Not even sure who I was when I died. The body of something. Mammal. Could I have been rabbit? Bobcat? Cougar? Woman. All I know is that I fell from sandstone cliff. A disorientation from drought. Falling, the trees appeared as swords instead of staffs. On the ground, the trembling in my heart slowed and slowed and slowed until the last shush of my breath gave itself to the wind.
No one found me for a few days. Not vulture, nor tourist roaming the far-off hills. Then: flies and their squirmy children and coyotes and, once, a golden eagle. Mostly time and the persistent bore of the New Mexico Sun beckoned until bone. Turned me again and again in their hands until I was the same as the 18-million-year-old, volcanic-debris skeletons rising above me. From winter through summer, the Sun continued his long song, brittling me splintered and pinkish. So very dry.
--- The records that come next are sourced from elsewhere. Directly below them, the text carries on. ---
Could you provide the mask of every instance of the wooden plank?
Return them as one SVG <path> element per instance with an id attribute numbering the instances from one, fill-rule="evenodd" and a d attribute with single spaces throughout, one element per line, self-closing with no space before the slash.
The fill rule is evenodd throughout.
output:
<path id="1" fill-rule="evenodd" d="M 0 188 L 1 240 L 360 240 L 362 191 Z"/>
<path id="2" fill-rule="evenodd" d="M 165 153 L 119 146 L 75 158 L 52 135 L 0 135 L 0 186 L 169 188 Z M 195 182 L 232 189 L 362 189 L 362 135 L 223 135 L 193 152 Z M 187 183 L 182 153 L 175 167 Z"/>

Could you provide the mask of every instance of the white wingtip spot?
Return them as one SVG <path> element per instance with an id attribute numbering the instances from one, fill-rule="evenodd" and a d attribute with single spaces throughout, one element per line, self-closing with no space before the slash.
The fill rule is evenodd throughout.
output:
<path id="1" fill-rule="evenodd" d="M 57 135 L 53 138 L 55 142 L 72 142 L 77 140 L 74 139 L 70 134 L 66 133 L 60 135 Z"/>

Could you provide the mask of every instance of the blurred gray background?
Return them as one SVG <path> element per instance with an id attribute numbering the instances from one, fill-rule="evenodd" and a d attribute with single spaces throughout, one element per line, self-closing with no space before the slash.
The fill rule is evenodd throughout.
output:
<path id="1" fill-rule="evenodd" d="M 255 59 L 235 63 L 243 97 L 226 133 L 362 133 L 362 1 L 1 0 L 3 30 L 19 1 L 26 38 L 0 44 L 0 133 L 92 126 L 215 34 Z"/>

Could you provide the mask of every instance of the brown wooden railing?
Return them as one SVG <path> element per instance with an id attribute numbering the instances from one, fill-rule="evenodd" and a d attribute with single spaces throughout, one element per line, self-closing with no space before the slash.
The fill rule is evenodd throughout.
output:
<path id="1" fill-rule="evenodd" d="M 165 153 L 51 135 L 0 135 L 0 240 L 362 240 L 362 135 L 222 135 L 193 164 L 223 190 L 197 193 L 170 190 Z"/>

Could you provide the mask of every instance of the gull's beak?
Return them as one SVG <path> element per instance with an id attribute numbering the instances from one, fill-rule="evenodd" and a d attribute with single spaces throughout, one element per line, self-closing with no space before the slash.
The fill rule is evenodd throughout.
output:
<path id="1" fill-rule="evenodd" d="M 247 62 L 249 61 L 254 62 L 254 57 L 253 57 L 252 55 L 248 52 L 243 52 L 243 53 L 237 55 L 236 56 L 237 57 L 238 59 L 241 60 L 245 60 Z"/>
Soon enough, I scattered all across Mother Earth’s boneyard. A coyote shuffled a couple of my ribs down canyon to clean his teeth. One of those strong, gusty days tumbled my left leg next to a salt cedar. Some dude’s dogs made play of my vertebrae. My skull — a miraculous find — was almost carried off to a human’s altar until she thought better of it and propped me on a high rock for a good view. A little bit of me everywhere, fragmented in landscape.
Me as rib @ Plaza Blanca near Abiquiu, NM
Down to only sacrum in place, I shivered the night, all those winking jewels overhead. Planets aligned and the Big Dipper swirled around her North Star axis. Sometime around midnight, I heard a crunch closening. Heavier than a mouse but lighter than an elk. Whoever it was had the same lunar eyes as that big-hearted creature. The eyes focused intently on the frilling curves of my holy triangle.